Despite the fact that the generic dispensing fee was
set at the maximum cost in the survey, the State did not adequately
explain why it would further increase the generic fee above the 80th
percentile to $12.68. While the State claimed that increasing the
dispensing fee would be budget neutral based on a 2.3 percent
increase in the proportion of total claims dispensed as generic
drugs, it did not explain why a further incentive from the current
$2 differential to a $4 differential was reasonable.

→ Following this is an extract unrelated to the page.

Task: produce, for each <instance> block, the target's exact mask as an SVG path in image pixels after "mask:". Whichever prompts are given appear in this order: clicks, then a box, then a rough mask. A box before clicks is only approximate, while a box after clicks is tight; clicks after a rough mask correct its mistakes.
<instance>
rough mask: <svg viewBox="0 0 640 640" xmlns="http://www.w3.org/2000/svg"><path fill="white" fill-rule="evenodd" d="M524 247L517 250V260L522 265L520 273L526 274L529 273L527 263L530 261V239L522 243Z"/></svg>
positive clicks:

In response to our formal concerns, the State indicated
that data do not exist to differentiate dispensing cost of brand
versus generic drugs. The State indicated that the intent of the
proposed dispensing fee is to encourage the use of less costly
generics, and thus avoid the higher ingredient reimbursement of a
brand. However, the State failed to consider the ingredient cost of
drugs as well as the cost of dispensing, to ensure that both are
being paid appropriately. To increase the dispensing fee without
considering the ingredient cost payment so that it accurately
estimates acquisition cost results in an overall payment that is
inconsistent with the requirement of the statute that payments be
consistent with efficiency and economy.
I am scheduling a hearing on your request for reconsideration to
be held on December 9, 2008, at the CMS Dallas Regional Office, 1301
Young Street, Suite 833, Room 1196, Dallas, Texas 75202, in order to
reconsider the decision to disapprove SPA 07-024. If this date is
not acceptable, we would be glad to set another date that is
mutually agreeable to the parties. The hearing will be governed by
the procedures prescribed by Federal regulations at 42 CFR Part 430.
I am designating Mr. Benjamin Cohen as the presiding officer. If
these arrangements present any problems, please contact the
presiding officer at (410) 786-3169. In order to facilitate any
communication which may be necessary between the parties to the
hearing, please notify the presiding officer to indicate
acceptability of the hearing date that has been scheduled and
provide names of the individuals who will represent the State at the
hearing.
Sincerely,
Kerry Weems,
Acting Administrator.
Section 1116 of the Social Security Act (42 U.S.C. 1316; 42 CFR
430.18)
(Catalog of Federal Domestic Assistance program No. 13.714, Medicaid
Assistance Program.)
Dated: October 16, 2008.
Kerry Weems,
Acting Administrator, Centers for Medicare & Medicaid Services.